The Genesee Valley Writing Project at the Margaret Warner Graduate School of Education and Human Development will host a writing workshop for educators on Oct. 15. The workshop is open to educators of all subjects and grade levels, from pre-kindergarten teachers to college professors.

The theme of the workshop, “Conformity vs. Risk Taking: Where Does Excellent Writing Come From?,” will focus on helping teachers aid students break out of the traditional structures of writing at all steps of the process, from the development of ideas to the composition of the piece and its revision.

Joanne Larson, director of the Genesee Valley Writing Project  for three years and a Warner School professor, said the theme took root in the summer of 2010.

With the current academic emphasis on standardized testing, like Regents and AP exams, Larson said breaking out of conventional modes of writing seems “forbidden and dangerous” to students.

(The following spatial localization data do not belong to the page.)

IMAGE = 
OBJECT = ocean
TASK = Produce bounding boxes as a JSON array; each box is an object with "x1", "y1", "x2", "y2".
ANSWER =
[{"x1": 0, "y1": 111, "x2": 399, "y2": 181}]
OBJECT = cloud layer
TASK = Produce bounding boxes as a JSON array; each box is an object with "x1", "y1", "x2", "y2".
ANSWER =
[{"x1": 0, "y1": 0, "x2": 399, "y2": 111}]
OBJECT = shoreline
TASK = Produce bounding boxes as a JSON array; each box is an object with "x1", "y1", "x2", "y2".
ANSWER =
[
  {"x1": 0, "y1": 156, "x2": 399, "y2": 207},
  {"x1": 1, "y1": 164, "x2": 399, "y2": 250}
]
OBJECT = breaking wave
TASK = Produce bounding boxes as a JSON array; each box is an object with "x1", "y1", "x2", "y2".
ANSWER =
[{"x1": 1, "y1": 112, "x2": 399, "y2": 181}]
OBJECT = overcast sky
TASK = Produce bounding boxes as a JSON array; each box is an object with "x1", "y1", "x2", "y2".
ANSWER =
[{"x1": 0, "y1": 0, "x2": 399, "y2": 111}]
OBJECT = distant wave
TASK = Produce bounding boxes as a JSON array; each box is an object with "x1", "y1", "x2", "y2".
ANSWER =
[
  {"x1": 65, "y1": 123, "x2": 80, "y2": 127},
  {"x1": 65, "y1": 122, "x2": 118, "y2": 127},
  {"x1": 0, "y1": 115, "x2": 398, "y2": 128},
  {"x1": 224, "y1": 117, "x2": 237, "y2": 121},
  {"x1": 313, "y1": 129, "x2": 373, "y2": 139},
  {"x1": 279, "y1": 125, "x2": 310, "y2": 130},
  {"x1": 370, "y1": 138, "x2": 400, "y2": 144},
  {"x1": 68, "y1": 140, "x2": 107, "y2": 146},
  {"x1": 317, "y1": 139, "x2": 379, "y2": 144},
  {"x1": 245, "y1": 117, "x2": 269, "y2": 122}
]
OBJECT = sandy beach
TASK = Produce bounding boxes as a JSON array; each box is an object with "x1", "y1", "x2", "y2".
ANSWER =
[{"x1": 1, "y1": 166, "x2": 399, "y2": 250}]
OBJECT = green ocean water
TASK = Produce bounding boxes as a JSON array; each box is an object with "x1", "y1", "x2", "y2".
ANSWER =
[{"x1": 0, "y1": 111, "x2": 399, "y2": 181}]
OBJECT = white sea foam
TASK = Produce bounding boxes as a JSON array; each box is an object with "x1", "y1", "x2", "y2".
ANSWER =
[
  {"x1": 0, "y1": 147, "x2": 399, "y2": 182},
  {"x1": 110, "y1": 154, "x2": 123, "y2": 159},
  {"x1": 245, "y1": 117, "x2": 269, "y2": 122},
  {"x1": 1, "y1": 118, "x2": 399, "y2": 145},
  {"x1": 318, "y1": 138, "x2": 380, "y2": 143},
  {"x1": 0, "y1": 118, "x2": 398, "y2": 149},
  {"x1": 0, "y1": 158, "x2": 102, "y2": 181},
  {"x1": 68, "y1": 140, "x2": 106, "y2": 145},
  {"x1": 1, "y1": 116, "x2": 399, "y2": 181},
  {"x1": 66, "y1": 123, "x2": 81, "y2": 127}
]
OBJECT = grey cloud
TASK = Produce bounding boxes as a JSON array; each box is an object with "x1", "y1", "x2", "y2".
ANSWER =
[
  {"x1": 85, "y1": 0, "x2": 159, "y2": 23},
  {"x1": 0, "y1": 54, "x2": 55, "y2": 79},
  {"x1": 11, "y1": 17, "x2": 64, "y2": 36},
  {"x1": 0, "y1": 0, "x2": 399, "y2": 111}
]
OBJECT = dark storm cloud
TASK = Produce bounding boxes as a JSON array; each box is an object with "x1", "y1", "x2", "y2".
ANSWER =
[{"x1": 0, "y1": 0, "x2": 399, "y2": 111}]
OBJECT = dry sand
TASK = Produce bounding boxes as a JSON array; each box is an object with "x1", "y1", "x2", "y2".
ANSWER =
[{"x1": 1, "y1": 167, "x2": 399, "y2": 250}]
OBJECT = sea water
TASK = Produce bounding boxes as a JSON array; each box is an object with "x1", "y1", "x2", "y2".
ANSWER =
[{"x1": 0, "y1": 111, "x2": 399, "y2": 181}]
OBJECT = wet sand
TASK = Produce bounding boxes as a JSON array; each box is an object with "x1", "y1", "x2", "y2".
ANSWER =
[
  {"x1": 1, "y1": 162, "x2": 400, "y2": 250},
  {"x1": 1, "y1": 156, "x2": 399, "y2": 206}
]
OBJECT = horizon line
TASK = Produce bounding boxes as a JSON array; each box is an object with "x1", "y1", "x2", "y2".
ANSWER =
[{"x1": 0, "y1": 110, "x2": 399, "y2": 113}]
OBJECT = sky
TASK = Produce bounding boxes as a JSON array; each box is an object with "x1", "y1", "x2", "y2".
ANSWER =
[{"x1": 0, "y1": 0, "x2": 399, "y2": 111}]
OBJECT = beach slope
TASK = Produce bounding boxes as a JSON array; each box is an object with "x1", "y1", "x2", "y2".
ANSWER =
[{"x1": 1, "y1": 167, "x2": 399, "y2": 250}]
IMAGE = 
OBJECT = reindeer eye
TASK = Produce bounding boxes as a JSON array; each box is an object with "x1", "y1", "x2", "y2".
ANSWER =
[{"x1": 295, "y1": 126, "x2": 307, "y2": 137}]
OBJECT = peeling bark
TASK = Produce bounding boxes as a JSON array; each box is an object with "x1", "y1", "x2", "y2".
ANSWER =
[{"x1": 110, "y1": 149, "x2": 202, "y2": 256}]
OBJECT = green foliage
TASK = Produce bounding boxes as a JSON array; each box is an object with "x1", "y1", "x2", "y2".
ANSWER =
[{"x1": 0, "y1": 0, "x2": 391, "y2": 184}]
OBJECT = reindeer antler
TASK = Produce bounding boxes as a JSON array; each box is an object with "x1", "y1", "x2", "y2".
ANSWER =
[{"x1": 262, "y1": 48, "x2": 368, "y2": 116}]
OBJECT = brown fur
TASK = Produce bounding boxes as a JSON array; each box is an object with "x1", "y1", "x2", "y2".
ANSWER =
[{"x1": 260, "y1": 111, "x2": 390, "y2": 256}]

With this in mind, the project established a program on “how teachers can encourage risk taking, because [risk taking] produces the best writing,” according to Larson.
The half-day event will feature several individual breakout sessions centered on risk taking in writing.

The “Common Core” session will focus on moving beyond conformity. “Readers as Writers” will teach how to study an author’s craft and learn to “break the rules.” Other sessions will focus on famous ledes, ways to start writing a text with an uncommon format and how to experiment with the structure of nonfiction writing. All teachers will produce a piece of writing for the day.
The workshop will be led by teachers from the Genesee Valley Writing Project and local schools. This “teachers teaching teachers” approach is very important, according to Larson.

“It helps teachers get reconnected to their own teaching and excitement about writing,” she said.

Educators will also be able to learn and discuss successful teaching methods from their colleagues.
Larson has high expectations for the workshop.

“We are planning for 150 [educators to attend]. There has been a lot of interest in the community,” she said.

Larson hopes that this workshop will establish the Genesee Valley Writing Program as a writing resource for educators of all fields, not only those in  English. Larson believes that “whoever comes will get re-inspired to do better writing.” This inspiration is key to achieving the ultimate goal of the workshop: to show students that “writing is… an exciting way to learn.”

Hansler is a member of the class of 2015.